Porque, enfim, um grave problema se apresenta à consciência de todos os católicos desde o começo do pontificado de Paulo VI. Como um Papa verdadeiro sucessor de Pedro, assegurado com a assistência do Espírito Santo, pode presidir a destruição da Igreja, a mais profunda e a mais extensa de sua história em tão pouco espaço de tempo, coisa que nenhum heresiarca nunca conseguiu fazer?

Um dia terá que responder a essa pergunta. Mas deixando este problema aos teólogos e aos historiadores, a realidade nos obriga a responder praticamente segundo o conselho de São Vicente de Lérins: “O que fará então o cristão católico se alguma parcela da Igreja chegasse a desprender-se da comunhão da fé universal? Que outro partido tomar senão preferir ao membro gangrenado e corrupto o corpo em seu conjunto que está são? E se um novo contágio se esforça por envenenar não já uma pequena parte da Igreja senão a Igreja toda inteira de uma vez, então também sua grande preocupação será a de apegar-se à antiguidade que evidentemente já não pode ser seduzida por nenhuma novidade mentirosa”.

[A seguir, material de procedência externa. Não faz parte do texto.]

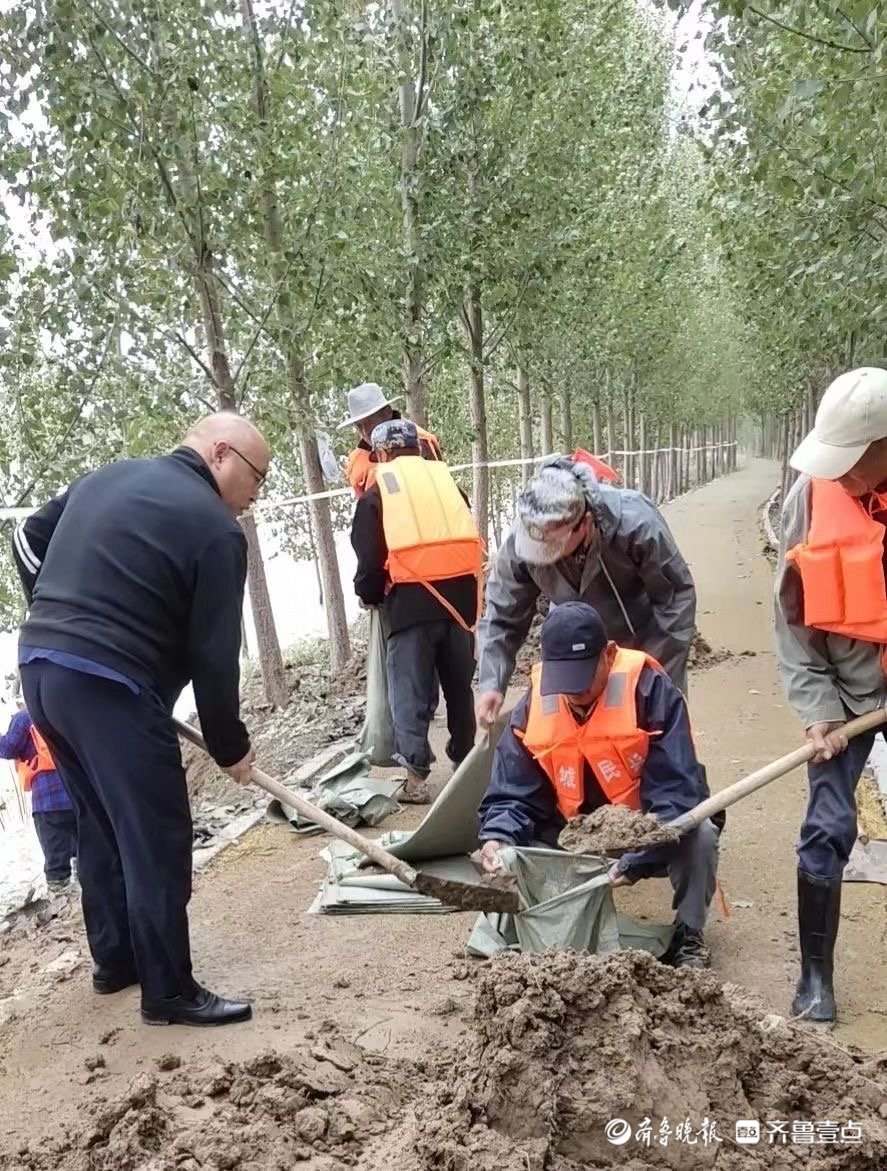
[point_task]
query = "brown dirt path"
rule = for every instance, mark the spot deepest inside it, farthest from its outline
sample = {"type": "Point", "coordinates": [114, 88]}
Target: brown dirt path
{"type": "Point", "coordinates": [398, 984]}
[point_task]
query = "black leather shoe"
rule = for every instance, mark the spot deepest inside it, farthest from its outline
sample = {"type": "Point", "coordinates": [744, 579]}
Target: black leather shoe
{"type": "Point", "coordinates": [107, 980]}
{"type": "Point", "coordinates": [819, 911]}
{"type": "Point", "coordinates": [204, 1007]}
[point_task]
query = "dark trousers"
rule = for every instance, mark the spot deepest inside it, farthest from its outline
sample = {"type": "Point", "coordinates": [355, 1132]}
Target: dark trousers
{"type": "Point", "coordinates": [416, 658]}
{"type": "Point", "coordinates": [120, 760]}
{"type": "Point", "coordinates": [56, 831]}
{"type": "Point", "coordinates": [830, 824]}
{"type": "Point", "coordinates": [693, 872]}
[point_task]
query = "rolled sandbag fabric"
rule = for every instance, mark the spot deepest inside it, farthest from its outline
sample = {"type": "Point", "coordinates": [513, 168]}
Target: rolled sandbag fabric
{"type": "Point", "coordinates": [376, 737]}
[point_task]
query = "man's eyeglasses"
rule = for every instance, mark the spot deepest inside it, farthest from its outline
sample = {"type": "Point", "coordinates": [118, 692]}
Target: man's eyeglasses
{"type": "Point", "coordinates": [259, 476]}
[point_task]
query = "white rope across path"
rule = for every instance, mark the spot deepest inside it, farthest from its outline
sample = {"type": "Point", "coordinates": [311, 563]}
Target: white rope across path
{"type": "Point", "coordinates": [263, 509]}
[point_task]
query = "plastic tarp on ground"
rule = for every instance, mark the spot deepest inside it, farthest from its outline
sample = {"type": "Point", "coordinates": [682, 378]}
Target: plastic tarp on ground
{"type": "Point", "coordinates": [348, 793]}
{"type": "Point", "coordinates": [376, 737]}
{"type": "Point", "coordinates": [568, 899]}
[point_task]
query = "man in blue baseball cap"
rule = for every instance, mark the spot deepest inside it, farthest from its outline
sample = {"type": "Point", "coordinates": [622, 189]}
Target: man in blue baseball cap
{"type": "Point", "coordinates": [604, 725]}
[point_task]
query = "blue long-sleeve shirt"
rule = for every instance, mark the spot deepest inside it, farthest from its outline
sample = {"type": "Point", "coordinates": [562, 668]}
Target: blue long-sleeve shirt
{"type": "Point", "coordinates": [520, 803]}
{"type": "Point", "coordinates": [47, 792]}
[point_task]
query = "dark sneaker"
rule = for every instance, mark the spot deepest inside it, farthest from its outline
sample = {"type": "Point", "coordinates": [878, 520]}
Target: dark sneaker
{"type": "Point", "coordinates": [688, 949]}
{"type": "Point", "coordinates": [204, 1007]}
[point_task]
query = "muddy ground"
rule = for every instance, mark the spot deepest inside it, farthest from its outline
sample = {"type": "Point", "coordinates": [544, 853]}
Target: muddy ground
{"type": "Point", "coordinates": [560, 1048]}
{"type": "Point", "coordinates": [615, 828]}
{"type": "Point", "coordinates": [400, 986]}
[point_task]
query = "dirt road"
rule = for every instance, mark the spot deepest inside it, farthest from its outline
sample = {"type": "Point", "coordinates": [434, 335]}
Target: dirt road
{"type": "Point", "coordinates": [400, 983]}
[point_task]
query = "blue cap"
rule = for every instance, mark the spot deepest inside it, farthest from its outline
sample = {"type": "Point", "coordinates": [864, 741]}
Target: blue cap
{"type": "Point", "coordinates": [573, 641]}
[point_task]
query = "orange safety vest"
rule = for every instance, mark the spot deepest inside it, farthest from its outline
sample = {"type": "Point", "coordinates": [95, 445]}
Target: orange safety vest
{"type": "Point", "coordinates": [841, 566]}
{"type": "Point", "coordinates": [609, 741]}
{"type": "Point", "coordinates": [42, 761]}
{"type": "Point", "coordinates": [429, 529]}
{"type": "Point", "coordinates": [361, 468]}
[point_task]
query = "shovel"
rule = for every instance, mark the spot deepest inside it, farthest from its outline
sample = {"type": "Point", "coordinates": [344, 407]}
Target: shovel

Estamos pois bem decididos a continuar nossa obra de restauração do sacerdócio católico, aconteça o que acontecer, persuadidos de que não podemos prestar um serviço melhor à Igreja , ao Papa, aos bispos e aos fieis. Que nos seja deixado fazer a experiência da tradição!

Ecône, 02 de agosto de 1976
Retirado do Livro “La Iglesia Nueva – Mons. Marcel Lefebvre” Editora ICTION, Buenos Aires 1983.